Cosa avreste fatto voi fermàti nel punto più buio nel tunnel scoloriti e sordi a dire cosa era successo se sezionarsi non serve e non basta cadere e imparare e ogni mattina è tornare a scoprire cosa è rimasto e cosa c’è da salvare.
Ridevi e prendevi le ultime cose, dici grazie e mi chiedi stasera, prendevi i pannelli del letto e di tutto è rimasto solo niente e solo la stanza vuota finiti i richiami condominiali del nascondino il pane e miele di due anni andati persi e sei uscita lasciando le chiavi spaiate tutte uguali per darle alla prossima pantaloni lunghi e le scarpe come le mie nel tacchettio del cortile ci sono anche io che per ora non piango e non rido io resto col mio rancore e scrivo subito questa poesia.
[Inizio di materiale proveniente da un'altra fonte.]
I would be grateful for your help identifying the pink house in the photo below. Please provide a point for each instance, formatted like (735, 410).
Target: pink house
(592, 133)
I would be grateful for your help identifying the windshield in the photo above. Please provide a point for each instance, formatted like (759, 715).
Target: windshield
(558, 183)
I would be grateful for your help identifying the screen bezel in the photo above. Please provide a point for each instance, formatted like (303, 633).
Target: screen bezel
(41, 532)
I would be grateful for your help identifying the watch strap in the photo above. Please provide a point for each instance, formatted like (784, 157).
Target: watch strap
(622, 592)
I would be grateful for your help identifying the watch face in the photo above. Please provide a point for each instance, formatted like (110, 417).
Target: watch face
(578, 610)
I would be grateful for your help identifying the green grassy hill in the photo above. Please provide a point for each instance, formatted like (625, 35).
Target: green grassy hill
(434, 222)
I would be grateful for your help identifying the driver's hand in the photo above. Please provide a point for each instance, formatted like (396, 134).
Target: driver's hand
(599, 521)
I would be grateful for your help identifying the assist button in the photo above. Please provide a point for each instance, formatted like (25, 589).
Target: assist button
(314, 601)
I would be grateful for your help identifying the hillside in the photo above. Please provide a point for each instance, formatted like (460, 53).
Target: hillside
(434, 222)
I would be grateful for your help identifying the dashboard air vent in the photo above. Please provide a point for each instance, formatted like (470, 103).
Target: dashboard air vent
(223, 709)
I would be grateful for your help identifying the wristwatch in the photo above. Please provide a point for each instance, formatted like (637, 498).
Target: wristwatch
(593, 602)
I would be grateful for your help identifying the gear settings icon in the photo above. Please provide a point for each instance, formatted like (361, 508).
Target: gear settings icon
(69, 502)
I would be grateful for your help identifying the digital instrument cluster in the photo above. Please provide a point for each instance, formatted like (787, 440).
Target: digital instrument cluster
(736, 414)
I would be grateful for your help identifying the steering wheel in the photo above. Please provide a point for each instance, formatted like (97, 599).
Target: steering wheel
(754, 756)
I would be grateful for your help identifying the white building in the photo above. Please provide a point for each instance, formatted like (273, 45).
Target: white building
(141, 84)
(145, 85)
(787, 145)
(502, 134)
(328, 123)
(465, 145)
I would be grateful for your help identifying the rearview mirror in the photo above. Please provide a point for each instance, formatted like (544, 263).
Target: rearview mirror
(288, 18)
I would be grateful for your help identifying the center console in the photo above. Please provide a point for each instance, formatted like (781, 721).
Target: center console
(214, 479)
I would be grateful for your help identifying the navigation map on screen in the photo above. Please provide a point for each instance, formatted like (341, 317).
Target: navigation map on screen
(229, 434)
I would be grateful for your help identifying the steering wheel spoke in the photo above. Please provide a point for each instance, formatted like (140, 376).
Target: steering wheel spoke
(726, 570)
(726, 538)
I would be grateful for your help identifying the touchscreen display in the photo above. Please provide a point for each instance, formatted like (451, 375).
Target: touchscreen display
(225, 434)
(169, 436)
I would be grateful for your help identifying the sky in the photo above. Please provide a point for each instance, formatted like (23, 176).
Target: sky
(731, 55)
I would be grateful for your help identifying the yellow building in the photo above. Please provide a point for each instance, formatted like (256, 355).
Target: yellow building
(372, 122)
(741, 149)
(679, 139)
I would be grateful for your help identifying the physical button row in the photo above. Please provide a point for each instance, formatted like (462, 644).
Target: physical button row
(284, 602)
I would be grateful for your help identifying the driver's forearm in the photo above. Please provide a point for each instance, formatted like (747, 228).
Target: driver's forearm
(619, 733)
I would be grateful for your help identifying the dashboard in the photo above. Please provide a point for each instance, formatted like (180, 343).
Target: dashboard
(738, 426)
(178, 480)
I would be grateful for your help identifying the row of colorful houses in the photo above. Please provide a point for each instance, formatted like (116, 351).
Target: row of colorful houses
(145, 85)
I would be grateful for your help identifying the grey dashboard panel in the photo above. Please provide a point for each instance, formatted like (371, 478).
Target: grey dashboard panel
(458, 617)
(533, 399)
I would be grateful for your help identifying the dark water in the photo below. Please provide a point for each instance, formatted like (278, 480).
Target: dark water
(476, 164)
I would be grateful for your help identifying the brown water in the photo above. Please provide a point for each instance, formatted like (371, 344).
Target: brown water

c’eravamo tanto sbagliati uguali nell’entrare e nell’andarcene perfettamente coordinati i movimenti questa volta nessuno che abbia da ridire neanche da appellarsi al cielo e ai tempi sempre confusi forse i posti ma non era neanche quello-era soltanto l’irriducibile rarità del potersi innamorare le congiunzioni astrali mancate una collana di colpi a vuoto contro il cuore.
Una domenica sera qualsiasi Che mi metto sul divano senza niente in mano Con tutte le cose vicine per non dovermi alzare Cominciano a bruciarmi gli occhi (e sarà la luce di oggi) Mi dico e mi giro e rigiro tutte le mie parole Mi sposto gli oggetti addosso per non vedere Che non sono stata io a volere e non volere Che ho la testa fra le mani da quando ci sono E che domani mi sembra già sbagliato.
E’ arrivata con le solite pose La primavera sempre uguale come il natale A sanare gli strappi e gennaio Se ne è andato anche lui in sordina La samarcanda delle stagioni continua A far festa innocenta e sporca Le poche convinzioni che abbiamo inventato In fretta -posticce carezze e abbracci sempre meno- Ma qui si continua a far danza.
Come si fa a vederti e non stare bene Dirti che il cielo diventa rosso E vedere come il tramonto non sa tradirti Nella perfezione perfetta della tua posa Con quale precisione sei fatta a forma qualsiasi Ti delinea una mano di rabbia Prospettiva di tutte le cose difficili Anche le finestre che non si chiudono più Anche a maggio mese bastardo e insolente.
Come faccio a stare tranquilla se oggi sono e non sono qui o altro altra da me quasi spezzarmi (è) ricompormi incontrarti per strada è impossibile (un miracolo) finzione normale l’incontro dei tempi facile come fosse l’alba che sorge e non io, voglio un rispetto ossequioso se parliamo del nulla e non mi si chieda di stare tranquilla prima di dormire non mi si guardi più in quel gesto di lutto distante e empatia, non mi si dica che sono adorabile.
Come a parlare di marchingegni spaziali E di tutte le parole più lunghe del mondo Fare i corsi e gli amici E imparare a ricucire anche gli strappi più vecchi Ho messo quasi tutto a posto Ma solo per non confessarmi che Che ci vuole niente A dire che mi sento a metà forse anche meno Ma resto lontanissima da tutto un ricordo.
Qui non servono i vestiti e le vocali e neanche troppi discorsi c’è più silenzio che gente nelle acque termali della Slovenia che profumano e fumano fuori fa freddo ma non se ne accorgono sarà la guerra o la mestizia della dogana che svetta obsoleta, abbiamo preso i documenti stropicciati nei dieci metri della terra di nessuno.